Same reason site scripts can't just change your bookmarks or write out changes to local files: those belong to the user, and allowing scripts to modify them also allows malicious scripts to write out malicious content or erase valuable data.

Yes, we generally consider clipboard data to be "less important", in that it is transient. But it still belongs to the user, not whatever page happens to be open. Imagine a script that, out of some misguided hope to prevent copyright violation, cleared out your clipboard every 100 milliseconds! Or one that copied dangerous system commands, hoping that a small number of users would paste them into a terminal without double-checking first...

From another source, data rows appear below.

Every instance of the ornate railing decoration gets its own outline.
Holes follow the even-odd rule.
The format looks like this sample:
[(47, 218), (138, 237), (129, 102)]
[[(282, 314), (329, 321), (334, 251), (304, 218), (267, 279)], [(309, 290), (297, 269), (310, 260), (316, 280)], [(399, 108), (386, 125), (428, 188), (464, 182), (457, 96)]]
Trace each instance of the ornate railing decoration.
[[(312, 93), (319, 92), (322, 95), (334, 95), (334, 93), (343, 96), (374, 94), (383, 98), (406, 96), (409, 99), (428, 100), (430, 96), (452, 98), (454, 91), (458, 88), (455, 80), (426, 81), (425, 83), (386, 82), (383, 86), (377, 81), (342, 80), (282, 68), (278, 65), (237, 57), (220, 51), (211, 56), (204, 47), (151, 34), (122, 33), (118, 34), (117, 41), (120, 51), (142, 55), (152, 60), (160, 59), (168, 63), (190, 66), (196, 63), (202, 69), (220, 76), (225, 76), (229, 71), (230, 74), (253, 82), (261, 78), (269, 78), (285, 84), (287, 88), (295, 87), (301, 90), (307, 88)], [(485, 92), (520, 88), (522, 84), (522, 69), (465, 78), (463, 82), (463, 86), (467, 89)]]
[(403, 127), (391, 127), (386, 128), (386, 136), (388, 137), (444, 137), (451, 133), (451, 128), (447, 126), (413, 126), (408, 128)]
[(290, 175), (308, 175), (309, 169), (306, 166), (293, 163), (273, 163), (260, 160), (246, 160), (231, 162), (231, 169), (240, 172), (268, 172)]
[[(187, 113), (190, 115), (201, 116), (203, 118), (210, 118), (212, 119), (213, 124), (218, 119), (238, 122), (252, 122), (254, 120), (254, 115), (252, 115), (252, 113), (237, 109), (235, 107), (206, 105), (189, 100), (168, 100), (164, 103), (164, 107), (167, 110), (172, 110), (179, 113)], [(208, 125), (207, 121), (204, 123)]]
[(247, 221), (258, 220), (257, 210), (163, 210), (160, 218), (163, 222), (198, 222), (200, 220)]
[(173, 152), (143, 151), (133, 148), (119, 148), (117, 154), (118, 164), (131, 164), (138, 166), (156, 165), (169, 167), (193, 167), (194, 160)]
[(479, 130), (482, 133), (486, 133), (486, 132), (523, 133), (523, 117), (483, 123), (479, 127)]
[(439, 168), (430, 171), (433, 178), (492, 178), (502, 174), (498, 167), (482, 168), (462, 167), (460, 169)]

FWIW, as of version 10, Flash has also tightened up restrictions on modifying the clipboard: such modifications now must happen as a direct result of user interaction.

Shog9
SamGoody
You know, if you wrote one reply per comment, you'd have the space to flesh them out more... I'm starting to think this question was born out of a desire for you to rant more than any particular interest in seeing it answered.
Shog9
A: 

I think the security issue is a site reading from the clipboard. A site could have a script that just passively reads each visitor's clipboard and saves the data. Without the knowledge of the user, the site could potentially gather email addresses, passwords, credit card numbers, social security numbers, etc.

Agreed. Flash therefore allows for data to be written to, but not read from, the clipboard. Flash's security model makes sense. Firefox/Webkit's, does not. My whole question was why not let data be written *to* the clipboard?